Introduction | Interest and Dividends | Capital Gains Tax | Inheritance Tax

What about interest and dividends?

Most investment income is taxed at 20% when your total income, minus allowances and reliefs, is not more than the basic rate limit, which is currently £36,000 (tax year 2008-09). Exceptions are dividends from UK companies and rents. If your income exceeds £36,000 (over and above your personal allowance) then you are a higher rate taxpayer and will have to pay 40% tax on that part of your gross investment income which is above the basic rate limit.

Savings income is usually received after 20% tax has been deducted at source. There is a 10% starting rate for savings income only, with a limit of £2,320. If your taxable non-savings income is above this limit then the 10% rate does not apply.

If you are a basic rate taxpayer then you will have no more tax to pay.
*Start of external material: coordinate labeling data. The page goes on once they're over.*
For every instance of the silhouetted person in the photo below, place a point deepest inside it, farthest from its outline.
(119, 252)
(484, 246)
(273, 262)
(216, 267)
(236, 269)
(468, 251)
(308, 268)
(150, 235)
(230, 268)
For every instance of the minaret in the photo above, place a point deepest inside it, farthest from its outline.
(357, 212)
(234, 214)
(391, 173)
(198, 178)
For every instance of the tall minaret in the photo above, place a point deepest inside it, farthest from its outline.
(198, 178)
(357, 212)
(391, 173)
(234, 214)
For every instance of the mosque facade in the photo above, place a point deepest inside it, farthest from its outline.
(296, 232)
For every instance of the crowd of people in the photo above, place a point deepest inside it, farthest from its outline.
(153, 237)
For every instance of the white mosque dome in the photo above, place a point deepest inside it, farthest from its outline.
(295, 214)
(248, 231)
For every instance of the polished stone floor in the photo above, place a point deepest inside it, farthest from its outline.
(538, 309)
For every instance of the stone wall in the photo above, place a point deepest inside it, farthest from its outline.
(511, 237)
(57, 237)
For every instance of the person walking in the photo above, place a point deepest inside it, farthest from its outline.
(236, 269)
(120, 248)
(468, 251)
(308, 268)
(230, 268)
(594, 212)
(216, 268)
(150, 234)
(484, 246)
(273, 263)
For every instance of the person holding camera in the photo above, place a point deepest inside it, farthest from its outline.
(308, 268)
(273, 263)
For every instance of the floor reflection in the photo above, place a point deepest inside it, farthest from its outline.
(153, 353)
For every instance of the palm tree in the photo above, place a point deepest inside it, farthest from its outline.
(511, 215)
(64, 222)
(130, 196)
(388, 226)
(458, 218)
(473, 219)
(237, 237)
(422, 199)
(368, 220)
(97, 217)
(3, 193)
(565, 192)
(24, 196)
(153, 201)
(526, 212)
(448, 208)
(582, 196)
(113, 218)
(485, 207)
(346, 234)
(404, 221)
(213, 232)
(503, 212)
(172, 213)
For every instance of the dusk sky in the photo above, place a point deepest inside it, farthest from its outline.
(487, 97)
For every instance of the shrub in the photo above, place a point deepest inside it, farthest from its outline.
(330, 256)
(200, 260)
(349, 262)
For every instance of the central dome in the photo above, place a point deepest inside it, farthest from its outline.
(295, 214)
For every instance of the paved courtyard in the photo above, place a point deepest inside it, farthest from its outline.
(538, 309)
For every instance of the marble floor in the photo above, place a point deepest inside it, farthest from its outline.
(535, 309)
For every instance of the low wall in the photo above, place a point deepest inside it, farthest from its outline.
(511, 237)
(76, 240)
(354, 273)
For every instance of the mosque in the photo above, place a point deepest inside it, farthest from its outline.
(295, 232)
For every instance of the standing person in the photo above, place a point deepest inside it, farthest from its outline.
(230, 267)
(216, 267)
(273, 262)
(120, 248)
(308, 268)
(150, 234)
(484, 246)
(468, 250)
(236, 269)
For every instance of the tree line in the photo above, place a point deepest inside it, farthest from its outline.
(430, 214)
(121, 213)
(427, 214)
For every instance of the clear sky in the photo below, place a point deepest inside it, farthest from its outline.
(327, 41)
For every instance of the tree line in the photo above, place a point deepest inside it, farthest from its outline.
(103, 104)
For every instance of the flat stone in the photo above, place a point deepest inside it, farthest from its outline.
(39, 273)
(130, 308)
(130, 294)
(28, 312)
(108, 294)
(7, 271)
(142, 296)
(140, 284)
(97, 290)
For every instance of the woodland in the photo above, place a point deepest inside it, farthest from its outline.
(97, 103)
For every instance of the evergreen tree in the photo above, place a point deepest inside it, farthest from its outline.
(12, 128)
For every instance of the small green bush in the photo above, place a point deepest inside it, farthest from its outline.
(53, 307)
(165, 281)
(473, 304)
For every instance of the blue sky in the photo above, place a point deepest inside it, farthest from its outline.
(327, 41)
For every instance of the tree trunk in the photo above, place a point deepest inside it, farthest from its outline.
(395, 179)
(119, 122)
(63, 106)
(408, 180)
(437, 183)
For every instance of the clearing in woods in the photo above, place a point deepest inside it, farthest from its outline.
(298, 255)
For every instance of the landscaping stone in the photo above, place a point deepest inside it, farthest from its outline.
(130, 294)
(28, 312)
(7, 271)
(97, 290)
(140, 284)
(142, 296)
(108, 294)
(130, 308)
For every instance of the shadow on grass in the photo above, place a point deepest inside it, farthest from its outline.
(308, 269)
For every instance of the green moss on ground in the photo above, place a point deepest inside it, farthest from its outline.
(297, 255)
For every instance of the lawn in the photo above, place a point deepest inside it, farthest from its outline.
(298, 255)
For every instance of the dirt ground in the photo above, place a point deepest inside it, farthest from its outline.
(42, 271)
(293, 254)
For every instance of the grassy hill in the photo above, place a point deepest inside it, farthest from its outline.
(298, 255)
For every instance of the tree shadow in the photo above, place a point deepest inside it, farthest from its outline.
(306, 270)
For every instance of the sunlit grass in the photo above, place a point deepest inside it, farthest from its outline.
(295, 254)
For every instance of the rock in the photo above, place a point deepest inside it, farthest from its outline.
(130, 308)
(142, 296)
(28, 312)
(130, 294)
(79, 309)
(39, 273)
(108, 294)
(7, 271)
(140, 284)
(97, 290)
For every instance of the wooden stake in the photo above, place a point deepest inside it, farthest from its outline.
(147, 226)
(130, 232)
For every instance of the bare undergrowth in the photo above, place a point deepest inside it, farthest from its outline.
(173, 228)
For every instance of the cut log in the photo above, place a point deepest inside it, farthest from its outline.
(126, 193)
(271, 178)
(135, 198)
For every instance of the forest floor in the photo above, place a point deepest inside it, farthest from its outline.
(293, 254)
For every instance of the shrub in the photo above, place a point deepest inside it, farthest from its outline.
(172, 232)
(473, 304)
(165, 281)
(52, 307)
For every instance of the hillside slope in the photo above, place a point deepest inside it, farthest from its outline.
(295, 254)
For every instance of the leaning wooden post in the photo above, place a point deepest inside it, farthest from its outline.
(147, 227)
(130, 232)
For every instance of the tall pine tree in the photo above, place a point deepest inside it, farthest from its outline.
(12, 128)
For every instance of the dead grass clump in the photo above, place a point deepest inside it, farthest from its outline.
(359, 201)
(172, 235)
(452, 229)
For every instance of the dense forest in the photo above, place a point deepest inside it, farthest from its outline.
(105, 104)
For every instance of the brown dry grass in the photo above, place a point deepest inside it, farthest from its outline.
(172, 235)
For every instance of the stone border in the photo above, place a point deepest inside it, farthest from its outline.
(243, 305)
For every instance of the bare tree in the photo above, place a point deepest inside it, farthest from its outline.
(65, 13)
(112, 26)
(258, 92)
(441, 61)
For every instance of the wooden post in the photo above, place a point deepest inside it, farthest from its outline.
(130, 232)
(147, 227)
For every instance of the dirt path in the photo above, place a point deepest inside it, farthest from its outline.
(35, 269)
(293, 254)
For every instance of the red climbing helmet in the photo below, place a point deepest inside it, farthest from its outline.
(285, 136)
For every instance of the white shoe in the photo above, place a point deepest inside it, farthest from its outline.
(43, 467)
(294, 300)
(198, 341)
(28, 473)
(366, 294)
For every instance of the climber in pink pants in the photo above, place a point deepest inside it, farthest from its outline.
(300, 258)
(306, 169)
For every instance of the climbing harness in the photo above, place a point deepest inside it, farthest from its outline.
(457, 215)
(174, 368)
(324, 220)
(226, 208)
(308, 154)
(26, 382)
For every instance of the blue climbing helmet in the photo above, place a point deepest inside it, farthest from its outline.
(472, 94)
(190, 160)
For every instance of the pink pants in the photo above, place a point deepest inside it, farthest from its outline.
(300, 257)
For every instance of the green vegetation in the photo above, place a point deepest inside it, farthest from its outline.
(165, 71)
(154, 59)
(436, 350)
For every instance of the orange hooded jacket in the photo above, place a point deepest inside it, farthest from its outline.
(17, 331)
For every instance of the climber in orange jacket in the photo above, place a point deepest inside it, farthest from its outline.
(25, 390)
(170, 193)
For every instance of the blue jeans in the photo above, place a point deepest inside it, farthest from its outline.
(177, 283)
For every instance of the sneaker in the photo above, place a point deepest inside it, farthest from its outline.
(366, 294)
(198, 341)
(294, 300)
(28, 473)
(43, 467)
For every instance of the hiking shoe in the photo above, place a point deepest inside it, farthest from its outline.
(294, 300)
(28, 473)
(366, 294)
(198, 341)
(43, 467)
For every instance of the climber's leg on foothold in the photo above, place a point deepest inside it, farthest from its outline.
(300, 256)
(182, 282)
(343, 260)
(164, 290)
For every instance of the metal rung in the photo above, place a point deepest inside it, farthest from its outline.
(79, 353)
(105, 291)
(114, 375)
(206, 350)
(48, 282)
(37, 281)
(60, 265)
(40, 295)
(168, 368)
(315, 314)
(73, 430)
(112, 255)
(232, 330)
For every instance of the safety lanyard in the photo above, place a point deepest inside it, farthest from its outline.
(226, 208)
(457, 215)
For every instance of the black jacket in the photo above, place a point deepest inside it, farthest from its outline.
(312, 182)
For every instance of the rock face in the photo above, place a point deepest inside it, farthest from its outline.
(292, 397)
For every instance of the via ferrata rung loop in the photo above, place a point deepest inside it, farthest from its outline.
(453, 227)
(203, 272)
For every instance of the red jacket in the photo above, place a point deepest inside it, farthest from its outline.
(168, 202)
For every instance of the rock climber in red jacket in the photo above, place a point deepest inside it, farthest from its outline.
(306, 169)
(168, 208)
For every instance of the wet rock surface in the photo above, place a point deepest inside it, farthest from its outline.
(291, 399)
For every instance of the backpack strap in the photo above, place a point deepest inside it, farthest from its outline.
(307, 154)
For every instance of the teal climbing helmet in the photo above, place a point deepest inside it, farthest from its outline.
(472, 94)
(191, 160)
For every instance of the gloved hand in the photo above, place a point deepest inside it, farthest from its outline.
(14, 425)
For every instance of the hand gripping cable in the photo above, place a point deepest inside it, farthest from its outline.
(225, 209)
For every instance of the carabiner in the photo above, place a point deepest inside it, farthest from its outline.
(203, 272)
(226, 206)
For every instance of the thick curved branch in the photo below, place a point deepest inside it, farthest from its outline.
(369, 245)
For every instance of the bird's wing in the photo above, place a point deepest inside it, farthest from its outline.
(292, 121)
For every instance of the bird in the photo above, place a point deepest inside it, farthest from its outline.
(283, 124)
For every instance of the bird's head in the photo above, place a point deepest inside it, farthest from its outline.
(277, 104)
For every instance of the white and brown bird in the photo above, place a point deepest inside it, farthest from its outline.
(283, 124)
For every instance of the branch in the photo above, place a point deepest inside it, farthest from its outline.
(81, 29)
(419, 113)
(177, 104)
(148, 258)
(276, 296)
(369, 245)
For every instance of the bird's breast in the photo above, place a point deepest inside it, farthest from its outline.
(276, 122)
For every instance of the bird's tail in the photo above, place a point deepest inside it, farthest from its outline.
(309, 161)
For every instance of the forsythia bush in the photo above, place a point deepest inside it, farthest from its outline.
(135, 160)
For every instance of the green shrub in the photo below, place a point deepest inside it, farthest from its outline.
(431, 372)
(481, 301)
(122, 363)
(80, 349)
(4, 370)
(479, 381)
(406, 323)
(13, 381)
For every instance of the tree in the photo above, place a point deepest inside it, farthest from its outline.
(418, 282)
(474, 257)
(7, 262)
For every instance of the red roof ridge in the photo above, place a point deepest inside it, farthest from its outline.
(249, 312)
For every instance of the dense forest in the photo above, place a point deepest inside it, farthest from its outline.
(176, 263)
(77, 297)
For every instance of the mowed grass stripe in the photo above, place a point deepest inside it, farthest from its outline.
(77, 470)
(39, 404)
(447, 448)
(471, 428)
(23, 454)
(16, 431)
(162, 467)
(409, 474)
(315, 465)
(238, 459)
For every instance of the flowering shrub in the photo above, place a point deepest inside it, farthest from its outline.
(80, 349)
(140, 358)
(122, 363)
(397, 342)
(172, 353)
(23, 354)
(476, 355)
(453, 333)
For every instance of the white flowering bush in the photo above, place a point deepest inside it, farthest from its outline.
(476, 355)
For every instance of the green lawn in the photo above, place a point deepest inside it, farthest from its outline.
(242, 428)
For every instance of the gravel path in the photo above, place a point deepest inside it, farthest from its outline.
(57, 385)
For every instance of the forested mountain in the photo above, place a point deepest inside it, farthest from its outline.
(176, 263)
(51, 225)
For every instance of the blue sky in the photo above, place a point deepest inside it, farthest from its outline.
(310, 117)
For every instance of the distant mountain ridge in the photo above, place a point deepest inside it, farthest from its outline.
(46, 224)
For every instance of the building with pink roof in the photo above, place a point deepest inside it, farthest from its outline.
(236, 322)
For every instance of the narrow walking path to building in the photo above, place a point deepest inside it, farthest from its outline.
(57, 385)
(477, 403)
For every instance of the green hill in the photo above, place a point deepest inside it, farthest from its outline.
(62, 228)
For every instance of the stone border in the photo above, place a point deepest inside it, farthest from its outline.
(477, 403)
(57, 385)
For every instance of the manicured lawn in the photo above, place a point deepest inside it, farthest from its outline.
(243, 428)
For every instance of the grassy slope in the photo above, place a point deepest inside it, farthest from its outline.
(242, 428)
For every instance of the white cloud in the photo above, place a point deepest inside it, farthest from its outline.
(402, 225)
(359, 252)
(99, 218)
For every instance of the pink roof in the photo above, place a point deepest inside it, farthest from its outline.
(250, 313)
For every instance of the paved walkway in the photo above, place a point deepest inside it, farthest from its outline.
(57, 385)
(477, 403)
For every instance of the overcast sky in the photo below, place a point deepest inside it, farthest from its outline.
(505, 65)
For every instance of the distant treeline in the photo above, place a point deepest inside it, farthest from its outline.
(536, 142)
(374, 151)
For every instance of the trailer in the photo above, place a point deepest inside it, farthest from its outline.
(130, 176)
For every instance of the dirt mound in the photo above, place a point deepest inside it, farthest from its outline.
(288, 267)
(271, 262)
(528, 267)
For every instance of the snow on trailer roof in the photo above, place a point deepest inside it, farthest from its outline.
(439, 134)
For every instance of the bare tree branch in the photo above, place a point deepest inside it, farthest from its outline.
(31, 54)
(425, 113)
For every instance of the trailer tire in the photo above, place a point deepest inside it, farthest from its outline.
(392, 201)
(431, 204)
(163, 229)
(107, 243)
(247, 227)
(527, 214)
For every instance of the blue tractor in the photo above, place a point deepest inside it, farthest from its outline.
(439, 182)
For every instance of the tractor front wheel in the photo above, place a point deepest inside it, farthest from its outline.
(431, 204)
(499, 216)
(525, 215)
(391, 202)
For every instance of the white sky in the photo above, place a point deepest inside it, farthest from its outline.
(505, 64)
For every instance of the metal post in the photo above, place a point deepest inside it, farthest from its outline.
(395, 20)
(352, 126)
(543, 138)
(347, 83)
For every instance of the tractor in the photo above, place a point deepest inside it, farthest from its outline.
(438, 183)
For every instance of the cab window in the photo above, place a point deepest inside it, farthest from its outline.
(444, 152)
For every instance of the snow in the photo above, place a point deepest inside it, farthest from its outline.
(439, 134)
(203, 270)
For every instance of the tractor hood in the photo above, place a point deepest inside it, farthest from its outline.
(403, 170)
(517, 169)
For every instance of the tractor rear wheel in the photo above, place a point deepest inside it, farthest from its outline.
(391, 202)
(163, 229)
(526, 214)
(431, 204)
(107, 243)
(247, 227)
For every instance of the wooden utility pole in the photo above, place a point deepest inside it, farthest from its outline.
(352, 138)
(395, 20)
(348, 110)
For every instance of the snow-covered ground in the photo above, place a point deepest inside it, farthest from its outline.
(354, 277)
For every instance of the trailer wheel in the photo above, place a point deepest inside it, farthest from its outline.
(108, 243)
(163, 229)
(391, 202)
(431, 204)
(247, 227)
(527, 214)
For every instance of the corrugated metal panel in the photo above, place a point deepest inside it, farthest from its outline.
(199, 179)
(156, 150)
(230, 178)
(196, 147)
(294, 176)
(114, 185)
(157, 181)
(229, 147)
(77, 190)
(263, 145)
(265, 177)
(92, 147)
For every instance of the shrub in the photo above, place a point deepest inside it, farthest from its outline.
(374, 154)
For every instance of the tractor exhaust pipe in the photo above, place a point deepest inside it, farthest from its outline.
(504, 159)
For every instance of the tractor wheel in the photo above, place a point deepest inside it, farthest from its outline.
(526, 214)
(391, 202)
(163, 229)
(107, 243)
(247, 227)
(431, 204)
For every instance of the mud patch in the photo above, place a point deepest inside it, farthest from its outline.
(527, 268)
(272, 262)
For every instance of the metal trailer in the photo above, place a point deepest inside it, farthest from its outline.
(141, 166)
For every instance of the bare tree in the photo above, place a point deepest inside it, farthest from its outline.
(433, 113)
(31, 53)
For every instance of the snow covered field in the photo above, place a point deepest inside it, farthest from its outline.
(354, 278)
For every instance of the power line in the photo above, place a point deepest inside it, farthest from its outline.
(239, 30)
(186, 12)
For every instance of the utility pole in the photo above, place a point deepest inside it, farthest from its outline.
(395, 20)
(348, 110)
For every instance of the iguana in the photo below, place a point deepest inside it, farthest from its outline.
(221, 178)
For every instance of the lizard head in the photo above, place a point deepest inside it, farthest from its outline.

If you are a higher rate taxpayer you will be liable to pay a further 20% of gross savings income above the basic rate limit. If you are a non-taxpayer you may opt to have the interest on your savings paid to you gross.

Taxed savings income includes bank and building society interest, annuities, and interest on Government stocks if you choose. Un-taxed savings income includes some National Savings Bank income and interest on Government stocks.

Share dividends form the 'top-slice' of taxable income - this means you face tax on dividends at your highest rate of taxation. UK dividends are paid with a 10% tax credit. If your total income falls within the basic rate limit there is no further tax liability. However, higher rate taxpayers are liable to tax at 32.5% on that part of the dividend falling above the higher rate limit. For non-taxpayers the 10% tax credit is not reclaimable.